Time to end 'exploitative' hospital parking fees in B.C.: non-profit

Time to end 'exploitative' hospital parking fees in B.C.: non-profit

01.21.2019

Source: Vancouver Sun

The founder of a non-profit organization devoted to eradicating hospital parking fees says it’s time for B.C.’s health authorities to cut their addictions to parking revenue.

Jon Buss’s comments come after the Provincial Health Services Authority signed a contract that will pay Impark more than $14.5 million over five years to manage Fraser and Coastal Health hospital parking lots, and that will allow the private company to keep the violation revenue it collects. For Buss, paid hospital parking is an “exploitative money-making scheme” that creates stress and anxiety for health care patients and their supporters.

“This is a social service we all pay for. Why is it that we have to face this charge at our moment of need?” asked Buss, the founder of hospitalpayparking.ca.

Buss’s group posted the contract, dated June 2018, to its website after obtaining it through a freedom of information request.

Under the contract, Impark, a private corporation, will collect parking revenue, maintain parkades and equipment, provide collection services on and retain revenue from violation notices, among other things. The contract proposes further automation at some hospital parking lots, which Buss contends will boost violation revenue. The contract commenced Jan. 1, 2019 and runs until Dec. 31, 2023.

During the fiscal year ended March 31, 2018, Fraser Health received nearly $15 million in parking revenue and Coastal Health received about $5.5 million. For a sense of scale, the budget of each health authority is roughly $3.5 billion per year.

The Provincial Health Services Authority, which negotiated the contract with Impark on behalf of PHSA, Fraser Health, Vancouver Coastal Health and Providence Health, said the consolidated effort between health authorities resulted in greater negotiating power with suppliers, ensuring a better deal for B.C.

Paid parking at hospitals is necessary to encourage stall rotation and prevent people with business unrelated to the hospital from using the stalls, said PHSA in a statement.

Money generated from fees cover parking-related operating costs such as snow clearing, lighting, security patrol and repaving. Any additional funds go to health care programs and services.

Health minister Adrian Dix said he has heard about complaints about pay parking at hospitals across B.C., and notes that pay parking revenue has increased dramatically over the past decade.

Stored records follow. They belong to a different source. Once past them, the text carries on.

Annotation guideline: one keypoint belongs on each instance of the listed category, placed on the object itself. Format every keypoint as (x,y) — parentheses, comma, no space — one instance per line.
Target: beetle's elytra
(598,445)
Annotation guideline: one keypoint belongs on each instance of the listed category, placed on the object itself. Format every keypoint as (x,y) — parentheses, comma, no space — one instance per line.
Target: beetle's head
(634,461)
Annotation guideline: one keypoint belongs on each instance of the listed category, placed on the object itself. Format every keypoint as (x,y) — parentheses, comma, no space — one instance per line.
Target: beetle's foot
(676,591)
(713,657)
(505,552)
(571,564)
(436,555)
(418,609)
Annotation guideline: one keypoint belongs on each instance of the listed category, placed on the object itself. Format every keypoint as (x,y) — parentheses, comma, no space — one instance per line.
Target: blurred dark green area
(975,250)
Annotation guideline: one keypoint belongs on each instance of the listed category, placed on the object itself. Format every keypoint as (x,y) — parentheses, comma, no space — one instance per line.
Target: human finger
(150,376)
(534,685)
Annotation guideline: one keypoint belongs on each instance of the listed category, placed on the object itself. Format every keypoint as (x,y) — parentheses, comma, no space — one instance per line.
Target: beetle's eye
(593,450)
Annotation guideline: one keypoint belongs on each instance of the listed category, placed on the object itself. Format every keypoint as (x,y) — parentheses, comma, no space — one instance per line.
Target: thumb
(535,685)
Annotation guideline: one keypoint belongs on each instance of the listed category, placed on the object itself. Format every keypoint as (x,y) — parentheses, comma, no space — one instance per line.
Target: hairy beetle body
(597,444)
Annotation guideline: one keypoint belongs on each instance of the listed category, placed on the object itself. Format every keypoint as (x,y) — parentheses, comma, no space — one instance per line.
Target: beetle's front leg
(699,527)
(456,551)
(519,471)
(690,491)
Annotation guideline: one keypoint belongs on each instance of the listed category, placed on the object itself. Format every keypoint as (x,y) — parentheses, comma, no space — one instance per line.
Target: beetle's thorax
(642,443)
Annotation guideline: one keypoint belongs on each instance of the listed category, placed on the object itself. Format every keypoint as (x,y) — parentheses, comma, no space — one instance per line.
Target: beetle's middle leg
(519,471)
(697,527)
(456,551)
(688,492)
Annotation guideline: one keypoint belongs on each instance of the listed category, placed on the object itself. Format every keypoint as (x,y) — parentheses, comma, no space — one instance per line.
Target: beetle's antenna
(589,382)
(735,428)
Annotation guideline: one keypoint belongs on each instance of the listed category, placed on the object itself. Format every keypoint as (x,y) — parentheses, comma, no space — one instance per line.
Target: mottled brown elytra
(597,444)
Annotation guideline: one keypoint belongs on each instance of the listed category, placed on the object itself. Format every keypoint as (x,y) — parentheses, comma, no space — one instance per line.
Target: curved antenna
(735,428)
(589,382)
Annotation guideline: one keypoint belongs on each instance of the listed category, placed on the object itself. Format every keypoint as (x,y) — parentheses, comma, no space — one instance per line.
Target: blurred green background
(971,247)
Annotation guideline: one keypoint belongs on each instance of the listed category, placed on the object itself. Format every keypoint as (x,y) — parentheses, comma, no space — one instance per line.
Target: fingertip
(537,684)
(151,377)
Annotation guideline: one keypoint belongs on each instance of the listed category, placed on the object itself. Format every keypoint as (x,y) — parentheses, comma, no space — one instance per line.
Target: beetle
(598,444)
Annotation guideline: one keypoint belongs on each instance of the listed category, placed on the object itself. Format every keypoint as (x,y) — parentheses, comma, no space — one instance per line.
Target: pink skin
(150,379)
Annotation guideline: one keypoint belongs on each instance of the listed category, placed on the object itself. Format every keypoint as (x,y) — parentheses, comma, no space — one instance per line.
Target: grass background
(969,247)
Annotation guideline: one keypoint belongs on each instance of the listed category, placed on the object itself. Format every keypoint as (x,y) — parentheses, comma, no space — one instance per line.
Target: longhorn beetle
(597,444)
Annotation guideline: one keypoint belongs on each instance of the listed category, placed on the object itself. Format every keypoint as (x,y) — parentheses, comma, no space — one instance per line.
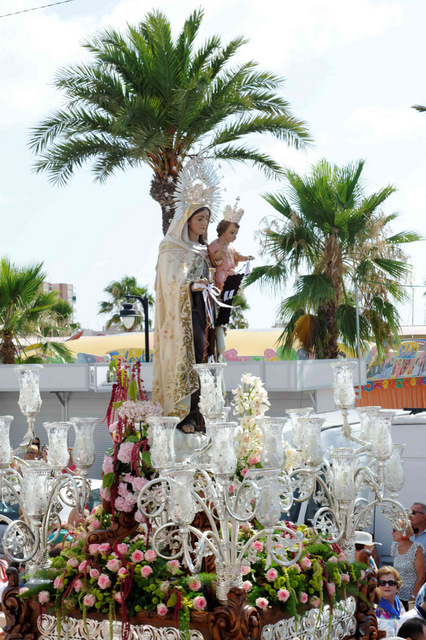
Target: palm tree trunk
(7,349)
(162,191)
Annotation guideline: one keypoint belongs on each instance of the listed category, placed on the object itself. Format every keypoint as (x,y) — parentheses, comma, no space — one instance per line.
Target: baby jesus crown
(232,214)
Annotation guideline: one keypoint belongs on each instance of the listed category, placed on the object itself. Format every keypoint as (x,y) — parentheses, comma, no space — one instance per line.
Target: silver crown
(233,214)
(197,183)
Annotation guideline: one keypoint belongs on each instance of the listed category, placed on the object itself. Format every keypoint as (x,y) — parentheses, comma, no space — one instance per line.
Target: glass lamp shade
(344,462)
(57,455)
(223,459)
(273,454)
(163,435)
(29,388)
(212,399)
(312,447)
(382,445)
(84,452)
(181,506)
(394,471)
(344,392)
(35,488)
(366,415)
(5,448)
(296,426)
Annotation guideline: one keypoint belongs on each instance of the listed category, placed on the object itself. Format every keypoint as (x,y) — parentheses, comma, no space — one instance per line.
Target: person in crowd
(418,522)
(364,543)
(389,609)
(414,629)
(418,611)
(408,561)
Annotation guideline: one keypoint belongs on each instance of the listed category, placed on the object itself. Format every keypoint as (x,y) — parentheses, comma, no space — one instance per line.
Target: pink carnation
(283,595)
(150,555)
(194,584)
(262,603)
(89,600)
(200,603)
(137,556)
(78,585)
(305,563)
(113,565)
(125,452)
(43,597)
(103,581)
(162,609)
(271,575)
(146,571)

"Reducing this burden that has grown over the past several years is currently one of the issues I am looking at as Minister,” said Dix. “One action that we have taken is that pay parking is not being expanded to new sites.”

Most hospitals have a process to waive fees where it poses a genuine hardship for patients and families. Parking vouchers or fee waivers are usually available for some medical programs that require patients to visit the hospital frequently, such as patients on hemodialysis and chemotherapy, said the PHSA.

Requests for comment from Impark were not immediately returned.

For Buss, parking fees should be eliminated at B.C. hospitals, and he points to Scotland and Wales as having paved the way for other jurisdictions to wean themselves off hospital parking revenue. Closer to home, Mission and Campbell River are among the local governments that have enacted their own bylaws to prohibit paid parking at hospitals, as has Buss’s home municipality of Delta.

Buss would like to see management of hospital parking lots transferred from private hands to local governments and he is now pushing for the province, municipalities and health authorities to come together to find a new parking model.

His organization has put forward ideas to spur discussion by relevant decision makers, including a by-donation parking model, accompanied by signage to dissuade parking for non-hospital related business. Buss said he has already met with local mayors, but his efforts to meet with local health authorities and leaders at the ministry of health have been unsuccessful to date.

“Everybody wants this solved. It is unsupported, it is unacceptable to the public, and we just have to break this addiction. This is a stalemate of convenience.”

Buss encouraged B.C. residents to make their voices heard on the issue. A template letter to MLAs posted to his group’s website, hospitalpayparking.ca, asks recipients to press for a legislated end to hospital pay parking in this province.

“If we’re just quiet about this, these guys are happy,” Buss said.

“We need to get this outlawed. They did it successfully in Scotland and Wales and we can do it here. We can be a leader.”